Figure 3: Comparison experiments between a promiscuous and a selective tracer targeting CDK4. Despite different tracer affinities, identical compound IC50s are obtained after using each recommended concentration.

 

Further use of the database:

Even if tracers by themselves are not of interest, the tracerDB indirectly provides important information for the development of other bivalent small molecules including PROteolysis TArgeting Chimeras (PROTACs). The generation of bivalent compounds always harbours the risk of losing affinity towards the target, either through steric hindrance of the tracer attachment point or influences by the linker. All tracers in the tracerDB are validated binders towards their targets and their affinity is provided. Thus, the attachment point (exit vector) and linker tolerance are already validated together with membrane penetration ability in case of NanoBRET assays for intracellular proteins. Therefore, tracers can be directly converted into other bivalent small molecules like PROTACs by exchange of the detection reagent moiety. Such an approach was demonstrated by Ichikawa et al. by functionalizing Palbociclib-FITC (T000036) in analogy to degraders8.

Figure 4: Schematic overview of a possible utilization of tracer structures for bivalent degrader development.

References:

  1. 1 Owens, Dominic DG, et al. “A chemical probe to modulate human GID4 Pro/N-degron interactions.” bioRxiv (2023): 2023-01.
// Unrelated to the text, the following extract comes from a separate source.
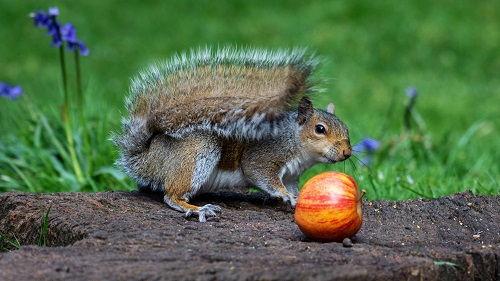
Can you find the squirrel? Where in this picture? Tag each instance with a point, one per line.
(218, 119)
  2. 2 Cheng, Prusoff. “Relationship between the inhibition constant (KI) and the concentration of inhibitor which causes 50 percent inhibition (IC50) on an enzymatic reaction.” Biochem. Pharmacol 22 (1973): 3099-3108.
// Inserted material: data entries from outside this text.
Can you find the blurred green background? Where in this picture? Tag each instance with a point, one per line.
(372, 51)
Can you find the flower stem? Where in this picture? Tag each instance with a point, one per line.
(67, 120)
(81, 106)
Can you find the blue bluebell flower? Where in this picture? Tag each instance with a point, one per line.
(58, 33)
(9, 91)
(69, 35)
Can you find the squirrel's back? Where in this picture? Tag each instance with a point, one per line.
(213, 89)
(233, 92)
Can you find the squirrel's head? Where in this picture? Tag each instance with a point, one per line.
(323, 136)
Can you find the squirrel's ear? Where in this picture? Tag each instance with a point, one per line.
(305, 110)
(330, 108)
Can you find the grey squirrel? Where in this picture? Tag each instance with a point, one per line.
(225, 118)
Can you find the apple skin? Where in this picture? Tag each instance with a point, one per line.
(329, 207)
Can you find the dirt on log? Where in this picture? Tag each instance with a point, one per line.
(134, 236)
  3. 3 Nikolovska-Coleska, Zaneta, et al. “Development and optimization of a binding assay for the XIAP BIR3 domain using fluorescence polarization.” Analytical biochemistry 332.2 (2004): 261-273.

  4. 4 Zhang, Ji-Hu, Thomas DY Chung, and Kevin R. Oldenburg. “A simple statistical parameter for use in evaluation and validation of high throughput screening assays.” Journal of biomolecular screening 4.2 (1999): 67-73.

  5. 5 Jarmoskaite, Inga, et al. “How to measure and evaluate binding affinities.” Elife 9 (2020): e57264.

  6. 6 Dopfer, J., Vasta, J.D., Müller, S., Knapp, S., Robers, M.B., Schwalm, M.P. (2024). “tracerDB: A crowdsourced fluorescent tracer database for target engagement analysis.” available at Research Square. https://doi.org/10.21203/rs.3.rs-3967452/v1.

  7. 7 Knight, Zachary A., and Kevan M. Shokat. “Features of selective kinase inhibitors.” Chemistry & biology 12.6 (2005): 621-637.

  8. 8 Ichikawa, Saki, et al. “The Cyclimids: Degron-inspired cereblon binders for targeted protein degradation.” Cell Chemical Biology (2023).